In [2]:
import sys
sys.path.append('../')

import pandas as pd 
import numpy as np
from sklearn.neighbors import KernelDensity
from model.feature_engineering import generate_features
from sklearn.model_selection import train_test_split
import numpy as np
from nba.utils import load_config, retrieve_data
import matplotlib.pyplot as plt
import datetime as dt
from model.generate_pmf import build_kde
# https://kdepy.readthedocs.io/en/latest/examples.html

In [3]:
query = "SELECT * FROM basketball.stat_sheet ss"
data = retrieve_data(query)
input_data = pd.Series({
    "player": "Zion Williamson",
    "team": "NOP",
    "opponent": "MIA",
    "home": "NOP",
    "date": dt.date(2023, 6, 1),
    "points": 15,
    "total_rebounds": 8,
    "assists": 3
})
features = ["same_opponent", "same_player", "same_venue_status", "days_since_game"]
weights = [1] * len(features)

In [4]:
kde = build_kde(data, input_data, features, weights, bandwidth=0.5)

In [5]:
# # goal here is to build out the loss function
# # want to buidl out maybe an 80 15 5 split of train_kde, train_weights, test
# help(kde.score_samples)

In [6]:
arr = np.array(input_data[["points", "total_rebounds", "assists"]])

In [7]:
kde.score_samples(arr.reshape(1, -1))

array([-6.61573828])

KDE probability with weighting. In our case, the $w_i(\theta)$ is just a linear combination.
$$
p(x;\theta) = \frac{1}{\sum_{i=1}^Nw_i(\theta)}\sum_{i=1}^Nw_i(\theta)K\Big(\frac{x-x_i}{\sigma}\Big)
$$
Loss function
$$
L = -\text{log } p(x_{new};\theta)
$$
Gradient of loss function
$$
\nabla_\theta L(\theta) = -\frac{1}{p(x_{new};\theta)} \cdot \frac{1}{\sum_{i=1}^Nw_i(\theta)}\Big(\sum_{i=1}^N\nabla_\theta w_i(\theta) K\big(\frac{x_{new}-x_i}{\sigma}\big) - \frac{p(x_{new};\theta)}{\sum_{j=1}^Nw_j(\theta)}\sum_{i=1}^Nw_i(\theta) K\big(\frac{x_{new}-x_i}{\sigma}\big)\sum_{k=1}^N\nabla_\theta w_k(\theta)\Big)
$$
which is a little hairy. Let's break it down below.

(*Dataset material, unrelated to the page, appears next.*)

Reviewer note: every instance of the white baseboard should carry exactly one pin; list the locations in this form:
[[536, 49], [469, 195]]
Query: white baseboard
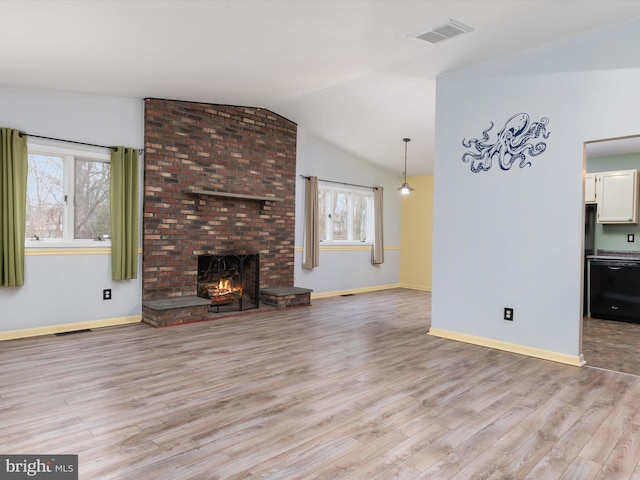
[[575, 360], [353, 291], [68, 327]]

We have defined $$p(x;\theta)$$ easily. This is just the score of the KDE, so the first term is done.
The second term is the sum of the weights, also easy.
What is $$\nabla_\theta w_i(\theta)$$? it's just $$\theta^T \phi_i$$

Kernel evaluation is also easy.
N in this case is the number of training data.
First of all, what dimension is this? Nabla with respect to theta should be of size theta.

In [8]:
p_xnew = np.exp(kde.score_samples(np.array(input_data[["points", "total_rebounds", "assists"]]).reshape(-1, 3)))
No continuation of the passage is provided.